Marseille has recently come back into vogue but it has always been part of his inspiration.
“It is the melting pot of the Mediterranean and a true French city,” he says. “I learned to paint on my grandfather’s lap. His name was Edmond Duplan Ducolibri. He was an artist in the style of Chagall and Rouault who won a prize by the town of New York in 1968.
“He used to paint every day and was part of the great Fauvist artists of Marseille.
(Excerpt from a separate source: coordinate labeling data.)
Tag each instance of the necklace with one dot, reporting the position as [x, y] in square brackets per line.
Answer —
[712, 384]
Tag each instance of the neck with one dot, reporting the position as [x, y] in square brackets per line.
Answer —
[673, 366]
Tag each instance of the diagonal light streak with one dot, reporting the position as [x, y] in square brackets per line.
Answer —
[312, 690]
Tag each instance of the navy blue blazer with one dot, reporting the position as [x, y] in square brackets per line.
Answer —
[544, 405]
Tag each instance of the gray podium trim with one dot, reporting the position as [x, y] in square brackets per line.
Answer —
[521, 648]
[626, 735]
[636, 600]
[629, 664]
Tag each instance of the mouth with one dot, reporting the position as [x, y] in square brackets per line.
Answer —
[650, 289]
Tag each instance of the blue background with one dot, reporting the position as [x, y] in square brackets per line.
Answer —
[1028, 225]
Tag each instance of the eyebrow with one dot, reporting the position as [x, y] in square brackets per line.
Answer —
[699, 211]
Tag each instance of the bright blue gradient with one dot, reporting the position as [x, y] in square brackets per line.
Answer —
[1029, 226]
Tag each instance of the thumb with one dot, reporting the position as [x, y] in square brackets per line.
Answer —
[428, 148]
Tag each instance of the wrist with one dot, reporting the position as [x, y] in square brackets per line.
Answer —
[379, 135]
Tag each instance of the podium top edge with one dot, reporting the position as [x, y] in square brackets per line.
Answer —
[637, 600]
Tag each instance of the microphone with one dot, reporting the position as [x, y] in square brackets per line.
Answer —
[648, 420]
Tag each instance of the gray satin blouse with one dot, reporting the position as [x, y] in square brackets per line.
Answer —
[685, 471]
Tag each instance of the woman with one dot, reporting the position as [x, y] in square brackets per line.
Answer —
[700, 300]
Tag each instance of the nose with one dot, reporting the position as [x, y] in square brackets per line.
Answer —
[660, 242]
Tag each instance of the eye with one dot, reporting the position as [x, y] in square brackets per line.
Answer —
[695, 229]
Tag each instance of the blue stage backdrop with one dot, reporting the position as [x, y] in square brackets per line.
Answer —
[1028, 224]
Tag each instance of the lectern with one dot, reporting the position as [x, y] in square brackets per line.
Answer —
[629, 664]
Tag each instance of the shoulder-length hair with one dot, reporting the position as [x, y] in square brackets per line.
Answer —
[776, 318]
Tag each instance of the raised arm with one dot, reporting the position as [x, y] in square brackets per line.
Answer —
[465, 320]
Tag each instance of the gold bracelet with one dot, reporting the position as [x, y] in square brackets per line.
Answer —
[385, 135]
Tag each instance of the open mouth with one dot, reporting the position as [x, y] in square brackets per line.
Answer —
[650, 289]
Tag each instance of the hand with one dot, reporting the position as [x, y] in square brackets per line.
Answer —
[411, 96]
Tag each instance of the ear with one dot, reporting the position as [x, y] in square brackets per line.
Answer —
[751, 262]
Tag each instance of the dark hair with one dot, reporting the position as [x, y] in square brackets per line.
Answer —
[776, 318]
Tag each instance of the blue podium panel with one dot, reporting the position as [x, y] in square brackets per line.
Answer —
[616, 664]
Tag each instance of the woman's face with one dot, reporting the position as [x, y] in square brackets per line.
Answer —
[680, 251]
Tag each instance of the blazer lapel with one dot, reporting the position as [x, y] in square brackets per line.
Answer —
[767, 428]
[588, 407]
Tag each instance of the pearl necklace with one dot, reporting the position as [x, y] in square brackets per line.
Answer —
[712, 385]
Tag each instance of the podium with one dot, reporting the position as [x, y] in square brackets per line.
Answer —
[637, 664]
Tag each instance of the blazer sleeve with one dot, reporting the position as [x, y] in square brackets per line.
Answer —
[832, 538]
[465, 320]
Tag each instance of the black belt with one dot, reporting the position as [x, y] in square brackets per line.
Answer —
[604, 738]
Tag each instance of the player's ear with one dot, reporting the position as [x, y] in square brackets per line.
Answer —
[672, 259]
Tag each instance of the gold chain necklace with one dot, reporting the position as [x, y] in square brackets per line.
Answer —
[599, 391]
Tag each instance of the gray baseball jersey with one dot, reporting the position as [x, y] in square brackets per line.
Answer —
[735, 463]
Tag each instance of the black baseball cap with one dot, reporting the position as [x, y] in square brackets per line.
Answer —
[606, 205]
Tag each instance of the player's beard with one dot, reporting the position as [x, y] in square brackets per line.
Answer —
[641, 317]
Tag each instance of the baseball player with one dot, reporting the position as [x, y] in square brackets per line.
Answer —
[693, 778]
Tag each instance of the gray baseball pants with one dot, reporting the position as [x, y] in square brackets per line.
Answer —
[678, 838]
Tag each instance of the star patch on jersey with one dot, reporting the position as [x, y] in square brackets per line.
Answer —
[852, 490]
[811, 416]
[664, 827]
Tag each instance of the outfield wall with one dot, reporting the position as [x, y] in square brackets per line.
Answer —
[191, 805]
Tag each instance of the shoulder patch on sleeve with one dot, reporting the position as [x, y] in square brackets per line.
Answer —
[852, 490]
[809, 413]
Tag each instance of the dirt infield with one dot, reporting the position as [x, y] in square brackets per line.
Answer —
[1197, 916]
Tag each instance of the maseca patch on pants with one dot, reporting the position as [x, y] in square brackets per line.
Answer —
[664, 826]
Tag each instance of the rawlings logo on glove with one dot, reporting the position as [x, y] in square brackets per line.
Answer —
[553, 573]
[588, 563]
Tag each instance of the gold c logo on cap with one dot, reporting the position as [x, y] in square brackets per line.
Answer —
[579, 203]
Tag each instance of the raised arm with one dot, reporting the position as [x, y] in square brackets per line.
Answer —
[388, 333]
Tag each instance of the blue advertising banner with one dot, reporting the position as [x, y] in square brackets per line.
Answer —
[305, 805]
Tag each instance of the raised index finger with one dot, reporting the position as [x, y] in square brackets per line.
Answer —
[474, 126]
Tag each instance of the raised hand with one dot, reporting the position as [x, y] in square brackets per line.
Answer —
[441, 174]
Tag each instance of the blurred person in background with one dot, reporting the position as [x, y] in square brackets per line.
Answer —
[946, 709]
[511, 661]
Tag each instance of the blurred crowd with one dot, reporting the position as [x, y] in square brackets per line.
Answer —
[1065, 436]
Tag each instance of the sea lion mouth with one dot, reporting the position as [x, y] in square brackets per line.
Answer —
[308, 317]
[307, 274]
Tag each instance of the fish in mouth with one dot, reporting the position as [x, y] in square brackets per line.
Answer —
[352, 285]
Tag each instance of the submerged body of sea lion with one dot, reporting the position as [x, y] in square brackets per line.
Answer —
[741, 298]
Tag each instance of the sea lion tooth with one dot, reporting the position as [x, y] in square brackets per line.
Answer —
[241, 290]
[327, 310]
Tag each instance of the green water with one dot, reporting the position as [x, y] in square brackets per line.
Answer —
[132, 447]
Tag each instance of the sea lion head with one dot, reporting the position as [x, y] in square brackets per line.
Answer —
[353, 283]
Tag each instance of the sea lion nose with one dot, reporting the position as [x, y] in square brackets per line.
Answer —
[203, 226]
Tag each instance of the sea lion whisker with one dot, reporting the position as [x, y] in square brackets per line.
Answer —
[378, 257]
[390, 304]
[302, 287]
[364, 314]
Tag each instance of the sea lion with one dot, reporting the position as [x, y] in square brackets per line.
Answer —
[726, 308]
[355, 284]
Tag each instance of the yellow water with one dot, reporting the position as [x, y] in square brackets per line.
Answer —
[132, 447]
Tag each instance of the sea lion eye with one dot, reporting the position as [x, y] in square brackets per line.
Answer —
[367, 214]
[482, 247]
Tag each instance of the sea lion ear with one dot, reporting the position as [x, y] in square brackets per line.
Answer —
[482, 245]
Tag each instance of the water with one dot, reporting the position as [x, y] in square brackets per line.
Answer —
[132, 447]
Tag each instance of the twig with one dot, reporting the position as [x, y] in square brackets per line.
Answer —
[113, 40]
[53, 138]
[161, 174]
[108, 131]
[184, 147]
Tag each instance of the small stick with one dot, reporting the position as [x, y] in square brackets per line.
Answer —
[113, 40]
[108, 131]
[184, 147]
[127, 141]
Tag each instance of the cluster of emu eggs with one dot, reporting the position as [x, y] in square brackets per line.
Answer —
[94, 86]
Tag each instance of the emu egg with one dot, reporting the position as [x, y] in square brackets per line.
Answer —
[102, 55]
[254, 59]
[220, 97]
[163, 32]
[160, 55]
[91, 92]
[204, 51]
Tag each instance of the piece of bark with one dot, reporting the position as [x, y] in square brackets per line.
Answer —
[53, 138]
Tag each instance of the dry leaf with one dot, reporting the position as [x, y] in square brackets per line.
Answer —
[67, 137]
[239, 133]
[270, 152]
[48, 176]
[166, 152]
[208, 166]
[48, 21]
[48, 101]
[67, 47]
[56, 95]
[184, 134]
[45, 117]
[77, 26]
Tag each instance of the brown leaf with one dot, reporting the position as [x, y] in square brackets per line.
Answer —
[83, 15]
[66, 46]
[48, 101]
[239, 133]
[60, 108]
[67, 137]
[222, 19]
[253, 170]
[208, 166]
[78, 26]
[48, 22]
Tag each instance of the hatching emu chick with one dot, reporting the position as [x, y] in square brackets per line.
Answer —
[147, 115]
His work includes 6,000 pieces, which most parts remain with my mother and us children.”
As well as a social commentator, sometimes Ducolibri feels and looks whilst at work like a surgeon.
“I am an artist, a painter, a sculptor of emotions, of awareness and realization. Strangely, the surgeon is also part of my work. He sculpts paradoxically, in his own way.”
He adds: “I don’t seek to criticize the fashion world of Western society, but sometime I just want to be able to stop the ‘fashion show’ and make us reflect upon who we are, with a modern and simple commentary. It’s like stopping the image of a film d'horreur, which makes us laugh while watching, but wishing it will never happen to us.”